Hoe duister het ook ware, bleef bij den Keizer, echter, de rijzige en edele gestalte der onbekende niet onopgemerkt, en zijn oor werd door hare welluidende stem verrukt. Nu was
| |
| |
zij digt tot hem genaderd, en wilde hem bij de hand vatten. Zij zag hem in het gezigt, ontdekte hare dwaling, riep met een' luiden gil: ‘Jezus Maria!’ en ging eenige schreden terug.

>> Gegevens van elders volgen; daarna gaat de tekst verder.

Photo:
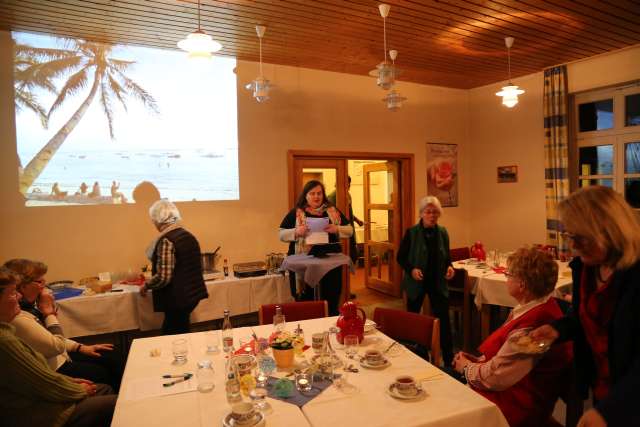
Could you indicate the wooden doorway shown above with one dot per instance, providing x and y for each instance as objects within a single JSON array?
[{"x": 332, "y": 167}]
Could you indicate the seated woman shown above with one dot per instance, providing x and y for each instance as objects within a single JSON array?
[
  {"x": 38, "y": 326},
  {"x": 524, "y": 386},
  {"x": 31, "y": 393}
]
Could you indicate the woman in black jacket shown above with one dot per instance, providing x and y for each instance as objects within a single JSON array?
[{"x": 604, "y": 321}]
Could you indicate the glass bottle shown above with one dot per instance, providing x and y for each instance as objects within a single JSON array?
[
  {"x": 278, "y": 320},
  {"x": 232, "y": 388},
  {"x": 205, "y": 376},
  {"x": 227, "y": 333}
]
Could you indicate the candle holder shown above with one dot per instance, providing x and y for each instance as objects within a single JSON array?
[{"x": 304, "y": 382}]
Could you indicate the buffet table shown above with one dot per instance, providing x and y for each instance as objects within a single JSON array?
[
  {"x": 126, "y": 310},
  {"x": 447, "y": 402}
]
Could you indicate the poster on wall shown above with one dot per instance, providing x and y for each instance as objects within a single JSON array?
[{"x": 442, "y": 173}]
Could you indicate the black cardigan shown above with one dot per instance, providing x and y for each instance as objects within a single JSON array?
[{"x": 620, "y": 407}]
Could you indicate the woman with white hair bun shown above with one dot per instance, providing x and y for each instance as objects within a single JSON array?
[
  {"x": 424, "y": 257},
  {"x": 176, "y": 282}
]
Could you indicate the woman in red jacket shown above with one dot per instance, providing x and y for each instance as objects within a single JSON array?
[{"x": 524, "y": 386}]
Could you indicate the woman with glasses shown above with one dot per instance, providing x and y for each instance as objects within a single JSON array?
[
  {"x": 525, "y": 387},
  {"x": 604, "y": 321},
  {"x": 424, "y": 257},
  {"x": 38, "y": 326}
]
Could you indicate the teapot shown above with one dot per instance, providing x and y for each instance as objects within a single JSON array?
[
  {"x": 349, "y": 322},
  {"x": 477, "y": 252}
]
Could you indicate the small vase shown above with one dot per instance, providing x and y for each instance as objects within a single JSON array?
[{"x": 284, "y": 358}]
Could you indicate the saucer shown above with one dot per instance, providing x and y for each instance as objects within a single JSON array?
[
  {"x": 365, "y": 364},
  {"x": 393, "y": 392},
  {"x": 257, "y": 421}
]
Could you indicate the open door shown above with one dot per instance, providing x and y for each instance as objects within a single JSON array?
[{"x": 383, "y": 227}]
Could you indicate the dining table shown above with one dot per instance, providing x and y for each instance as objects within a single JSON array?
[
  {"x": 488, "y": 284},
  {"x": 357, "y": 398}
]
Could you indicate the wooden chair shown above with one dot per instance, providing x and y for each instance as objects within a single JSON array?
[
  {"x": 460, "y": 304},
  {"x": 294, "y": 311},
  {"x": 458, "y": 254},
  {"x": 410, "y": 327}
]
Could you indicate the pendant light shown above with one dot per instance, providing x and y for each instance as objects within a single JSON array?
[
  {"x": 199, "y": 44},
  {"x": 260, "y": 86},
  {"x": 510, "y": 92},
  {"x": 385, "y": 72},
  {"x": 393, "y": 99}
]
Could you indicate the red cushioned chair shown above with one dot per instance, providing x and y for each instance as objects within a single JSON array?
[
  {"x": 294, "y": 311},
  {"x": 458, "y": 254},
  {"x": 410, "y": 327}
]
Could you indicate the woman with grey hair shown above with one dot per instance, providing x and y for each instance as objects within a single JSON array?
[
  {"x": 424, "y": 257},
  {"x": 176, "y": 282}
]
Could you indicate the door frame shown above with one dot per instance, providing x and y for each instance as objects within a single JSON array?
[{"x": 407, "y": 176}]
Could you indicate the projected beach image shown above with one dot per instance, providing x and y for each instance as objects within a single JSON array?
[{"x": 95, "y": 121}]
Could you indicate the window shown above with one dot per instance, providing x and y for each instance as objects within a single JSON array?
[{"x": 608, "y": 140}]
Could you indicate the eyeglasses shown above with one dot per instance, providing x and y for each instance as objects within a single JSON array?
[{"x": 577, "y": 239}]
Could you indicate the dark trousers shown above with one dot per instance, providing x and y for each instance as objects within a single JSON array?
[
  {"x": 330, "y": 289},
  {"x": 177, "y": 321},
  {"x": 106, "y": 369},
  {"x": 439, "y": 309},
  {"x": 94, "y": 411}
]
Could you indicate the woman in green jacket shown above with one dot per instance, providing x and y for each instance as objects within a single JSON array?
[
  {"x": 424, "y": 257},
  {"x": 31, "y": 393}
]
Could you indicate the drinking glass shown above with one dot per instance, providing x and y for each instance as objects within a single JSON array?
[
  {"x": 212, "y": 341},
  {"x": 205, "y": 376},
  {"x": 351, "y": 345},
  {"x": 180, "y": 351}
]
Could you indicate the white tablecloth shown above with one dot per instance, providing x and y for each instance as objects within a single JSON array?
[
  {"x": 127, "y": 310},
  {"x": 448, "y": 402},
  {"x": 491, "y": 288}
]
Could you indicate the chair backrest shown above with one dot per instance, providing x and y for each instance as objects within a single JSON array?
[
  {"x": 406, "y": 326},
  {"x": 458, "y": 254},
  {"x": 294, "y": 311}
]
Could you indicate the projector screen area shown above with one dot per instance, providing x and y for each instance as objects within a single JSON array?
[{"x": 103, "y": 124}]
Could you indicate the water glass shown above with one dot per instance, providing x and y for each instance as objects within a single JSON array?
[
  {"x": 180, "y": 350},
  {"x": 212, "y": 341},
  {"x": 351, "y": 345},
  {"x": 205, "y": 376},
  {"x": 304, "y": 382}
]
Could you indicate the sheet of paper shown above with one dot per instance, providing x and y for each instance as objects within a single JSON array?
[{"x": 144, "y": 388}]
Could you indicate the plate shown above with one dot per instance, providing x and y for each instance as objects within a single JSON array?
[
  {"x": 258, "y": 421},
  {"x": 393, "y": 392},
  {"x": 369, "y": 326},
  {"x": 521, "y": 342},
  {"x": 365, "y": 364}
]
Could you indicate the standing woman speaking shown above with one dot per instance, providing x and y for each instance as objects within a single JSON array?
[
  {"x": 424, "y": 257},
  {"x": 177, "y": 281},
  {"x": 313, "y": 203}
]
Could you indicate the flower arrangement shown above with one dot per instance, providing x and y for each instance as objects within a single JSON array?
[{"x": 281, "y": 341}]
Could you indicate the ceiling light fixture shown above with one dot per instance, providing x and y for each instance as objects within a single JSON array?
[
  {"x": 260, "y": 86},
  {"x": 510, "y": 92},
  {"x": 199, "y": 44},
  {"x": 385, "y": 72},
  {"x": 393, "y": 99}
]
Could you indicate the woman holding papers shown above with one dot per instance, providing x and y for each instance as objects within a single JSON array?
[{"x": 314, "y": 220}]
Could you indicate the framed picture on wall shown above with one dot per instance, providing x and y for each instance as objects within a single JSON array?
[
  {"x": 442, "y": 173},
  {"x": 507, "y": 174}
]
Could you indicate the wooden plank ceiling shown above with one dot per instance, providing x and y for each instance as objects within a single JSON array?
[{"x": 453, "y": 43}]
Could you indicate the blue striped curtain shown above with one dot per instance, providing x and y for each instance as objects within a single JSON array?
[{"x": 556, "y": 150}]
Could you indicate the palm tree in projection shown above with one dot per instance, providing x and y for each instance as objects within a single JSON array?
[{"x": 90, "y": 67}]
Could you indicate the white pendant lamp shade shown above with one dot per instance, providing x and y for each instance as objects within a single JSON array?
[
  {"x": 199, "y": 44},
  {"x": 394, "y": 100},
  {"x": 509, "y": 95},
  {"x": 510, "y": 92},
  {"x": 260, "y": 86}
]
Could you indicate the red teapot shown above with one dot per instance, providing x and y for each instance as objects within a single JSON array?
[
  {"x": 349, "y": 322},
  {"x": 477, "y": 252}
]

‘Stel u gerust,’ zeide de Keizer, ‘en merk mijn bezoek niet aan als eene onbetamelijke nieuwsgierigheid, welke ik mij nimmer zou veroorloven. Toen ik uwe woning voorbijging, riept gij uit het venster: jozef! Deze is ook mijn naam, en ik dacht dus, dat dit roepen mij zelven gold. Ik kwam dus boven, in de vooronderstelling, dat ik eene bekende zou vinden. Wij hebben beide gedwaald; maar wanneer deze dwaling, zoo als ik bemerk, u niet aangenaam zijn kan, dan zult gij het mij toch niet ten kwade duiden, dat ik die voor mij gelukkig acht, omdat zij mij eene zoo belangrijke kennis verschaft heeft.’
Maria hernam met eene bevende stem en in blijkbaren angst: ‘Mijnheer! vergeef het mij; ik meende u niet.... ik bid u, verlaat mij!’
‘Dit zou ik op het oogenblik doen,’ zeide de Keizer; ‘maar uwe ontmoeting bij mijne komst op de kamer en uwe gansche houding toonden mij duidelijk, dat gij niet gelukkig zijt, en, het is nu eens eene gril van mij, ik verbeeld mij, dat ik misschien door het toeval bestemd ben, om, zoo zonderling met u in kennis gekomen, u van nut te zijn.’
‘Ach!’ zuchtte maria, en hield hare hand voor de oogen, om een paar tranen te droogen.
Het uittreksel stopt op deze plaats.